Eventually my friends and roommates started reporting my self-harm to Residence Life, and Residence Life started sending me to the hospital for mental health evaluations.

          Over the course of the year, I was sent to the hospital three or four times. Even if I would self-harm without suicidal intent, I’d still be sent to the hospital. The manner in which that they consistently chose to handle these situations leads me to believe that they didn’t know how to handle situations of self-harm and preferred to pass me off to the hospital. At the hospital, I’d be asked the same cookie-cutter questions each time, forced to stay overnight, and charged an exorbitant amount each visit. My family is fortunate enough to be able to cover the costs, but it’s extremely possible that another family wouldn’t be able to handle the costliness of multiple hospital visits.

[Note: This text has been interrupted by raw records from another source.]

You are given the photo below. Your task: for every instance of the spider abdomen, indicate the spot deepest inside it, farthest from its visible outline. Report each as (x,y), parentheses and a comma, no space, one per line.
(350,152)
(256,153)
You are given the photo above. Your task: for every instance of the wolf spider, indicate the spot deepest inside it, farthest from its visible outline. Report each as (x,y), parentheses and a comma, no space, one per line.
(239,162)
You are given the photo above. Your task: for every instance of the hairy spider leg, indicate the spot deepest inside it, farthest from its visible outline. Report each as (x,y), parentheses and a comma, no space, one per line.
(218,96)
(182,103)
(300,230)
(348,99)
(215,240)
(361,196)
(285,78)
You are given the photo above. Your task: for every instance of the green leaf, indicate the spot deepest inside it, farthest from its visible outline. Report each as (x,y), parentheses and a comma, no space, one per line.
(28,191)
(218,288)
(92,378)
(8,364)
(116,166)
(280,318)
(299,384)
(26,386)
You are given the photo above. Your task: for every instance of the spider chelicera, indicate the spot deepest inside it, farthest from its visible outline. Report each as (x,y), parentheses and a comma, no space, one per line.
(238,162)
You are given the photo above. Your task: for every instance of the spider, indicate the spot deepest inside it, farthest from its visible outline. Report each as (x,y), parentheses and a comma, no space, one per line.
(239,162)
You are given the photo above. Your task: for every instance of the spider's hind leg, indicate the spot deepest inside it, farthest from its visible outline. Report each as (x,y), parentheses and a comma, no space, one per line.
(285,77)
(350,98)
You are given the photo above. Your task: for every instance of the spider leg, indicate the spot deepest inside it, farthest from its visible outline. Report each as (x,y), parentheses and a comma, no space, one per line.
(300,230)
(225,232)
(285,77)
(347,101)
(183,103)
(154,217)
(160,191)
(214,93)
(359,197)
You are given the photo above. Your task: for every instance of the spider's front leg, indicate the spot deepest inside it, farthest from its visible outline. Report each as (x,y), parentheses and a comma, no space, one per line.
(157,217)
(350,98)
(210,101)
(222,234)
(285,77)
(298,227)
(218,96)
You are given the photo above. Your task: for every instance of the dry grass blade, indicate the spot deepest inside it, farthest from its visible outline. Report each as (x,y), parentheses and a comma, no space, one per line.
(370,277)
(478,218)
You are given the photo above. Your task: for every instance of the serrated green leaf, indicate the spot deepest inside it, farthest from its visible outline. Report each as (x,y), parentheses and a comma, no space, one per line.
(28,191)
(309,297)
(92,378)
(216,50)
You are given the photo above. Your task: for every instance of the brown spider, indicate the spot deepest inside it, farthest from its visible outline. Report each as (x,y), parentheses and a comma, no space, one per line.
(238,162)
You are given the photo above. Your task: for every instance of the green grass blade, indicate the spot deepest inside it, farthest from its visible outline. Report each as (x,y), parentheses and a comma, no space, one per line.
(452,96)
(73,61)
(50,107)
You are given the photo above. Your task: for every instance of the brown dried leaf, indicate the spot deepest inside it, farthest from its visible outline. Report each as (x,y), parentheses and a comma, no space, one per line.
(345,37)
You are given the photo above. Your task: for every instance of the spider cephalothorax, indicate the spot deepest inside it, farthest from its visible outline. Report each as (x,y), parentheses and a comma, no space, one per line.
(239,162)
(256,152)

After each hospital visit, I would be called in to meet with Student Affairs. I hated these meetings; I was told I was a burden to my friends and the community and that I was detracting from my peers’ college experiences because they felt obligated to worry about me.

          I told them my fear of going home to unsupportive parents, but they tried to convince me I was wrong about my parents without knowing or understanding my living situation. Eventually, I was called in for a meeting where I was told I wouldn’t have a choice in signing a Leave of Absence contract a month before the end of the second semester. I was given a week to pack all of my belongings and move out. In order to return after my leave, I had to provide documentation from any licensed professional that was not a relative and was qualified to treat mental illness and meet with someone from the Student Affairs department-- those were the only requirements.

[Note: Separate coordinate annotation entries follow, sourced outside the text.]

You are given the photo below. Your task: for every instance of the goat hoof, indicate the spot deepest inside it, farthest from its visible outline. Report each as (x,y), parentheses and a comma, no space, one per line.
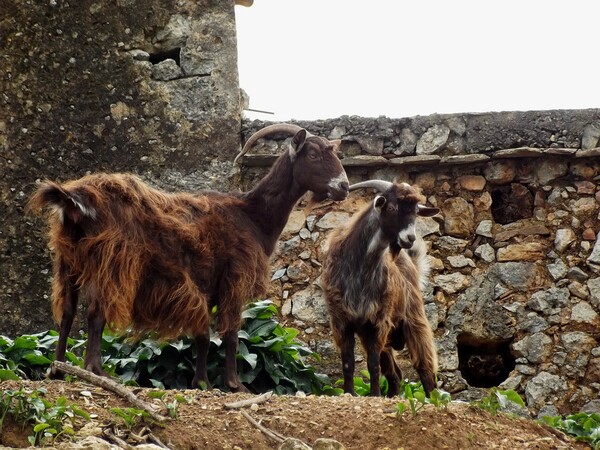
(201,384)
(238,387)
(55,374)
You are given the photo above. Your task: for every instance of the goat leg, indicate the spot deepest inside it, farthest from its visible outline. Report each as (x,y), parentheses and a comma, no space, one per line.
(69,307)
(232,381)
(391,371)
(346,344)
(427,379)
(201,376)
(370,341)
(96,322)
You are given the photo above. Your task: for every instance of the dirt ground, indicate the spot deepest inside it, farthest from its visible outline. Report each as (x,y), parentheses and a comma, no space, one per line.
(204,422)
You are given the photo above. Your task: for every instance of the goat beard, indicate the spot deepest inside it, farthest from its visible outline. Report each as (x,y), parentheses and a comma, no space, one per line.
(312,201)
(317,197)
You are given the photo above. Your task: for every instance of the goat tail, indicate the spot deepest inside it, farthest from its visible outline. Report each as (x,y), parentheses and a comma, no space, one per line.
(67,203)
(420,258)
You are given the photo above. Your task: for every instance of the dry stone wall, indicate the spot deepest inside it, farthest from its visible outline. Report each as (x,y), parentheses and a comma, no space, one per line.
(514,294)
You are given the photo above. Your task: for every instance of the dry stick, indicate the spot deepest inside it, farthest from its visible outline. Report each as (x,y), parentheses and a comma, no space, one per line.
(269,433)
(117,440)
(249,401)
(109,385)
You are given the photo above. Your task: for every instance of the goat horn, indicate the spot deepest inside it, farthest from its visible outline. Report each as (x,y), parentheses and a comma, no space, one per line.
(379,185)
(278,128)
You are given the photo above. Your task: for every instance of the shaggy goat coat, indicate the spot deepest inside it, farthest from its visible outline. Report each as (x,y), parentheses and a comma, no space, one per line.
(373,288)
(149,254)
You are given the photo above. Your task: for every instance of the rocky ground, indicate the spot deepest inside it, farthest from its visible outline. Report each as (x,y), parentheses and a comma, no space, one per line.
(205,422)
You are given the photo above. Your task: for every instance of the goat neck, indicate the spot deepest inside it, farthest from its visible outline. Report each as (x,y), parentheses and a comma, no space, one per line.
(270,203)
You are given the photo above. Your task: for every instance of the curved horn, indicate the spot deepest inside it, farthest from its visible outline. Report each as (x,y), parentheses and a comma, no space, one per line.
(379,185)
(282,128)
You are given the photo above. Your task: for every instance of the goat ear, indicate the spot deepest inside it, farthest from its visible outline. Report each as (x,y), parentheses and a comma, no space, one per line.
(379,202)
(427,211)
(297,143)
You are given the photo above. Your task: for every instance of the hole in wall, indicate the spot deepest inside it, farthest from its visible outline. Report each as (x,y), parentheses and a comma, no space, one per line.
(159,57)
(484,363)
(511,203)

          I saw a psychiatrist because my mom wanted me to seek out a professional who could prescribe suitable medication to me and got the required documentation. However, when I sent it to Student Affairs, I was told it wasn’t enough; I would need documentation from a therapist
detailing my emotional state and coping mechanisms. I was extremely upset that the school went back on the agreement they originally set, but I scrambled the get the additional documentation because more than anything, I wanted to continue my education. Again, my family is fortunate
enough to be able to cover all the costs of seeking mental health treatment, but such treatment could be out of reach financially for another family. This raises my concern for students going through the same trauma that I’ve gone through with fewer resources than I had.

Some students rely on the school having a good mental health care system due to financial restrictions, so when the system fails them through insufficient training or resources, they have nowhere to go when they need help and support.

We need to call for change in school mental health policies and services so students will feel safe and comfortable reaching out.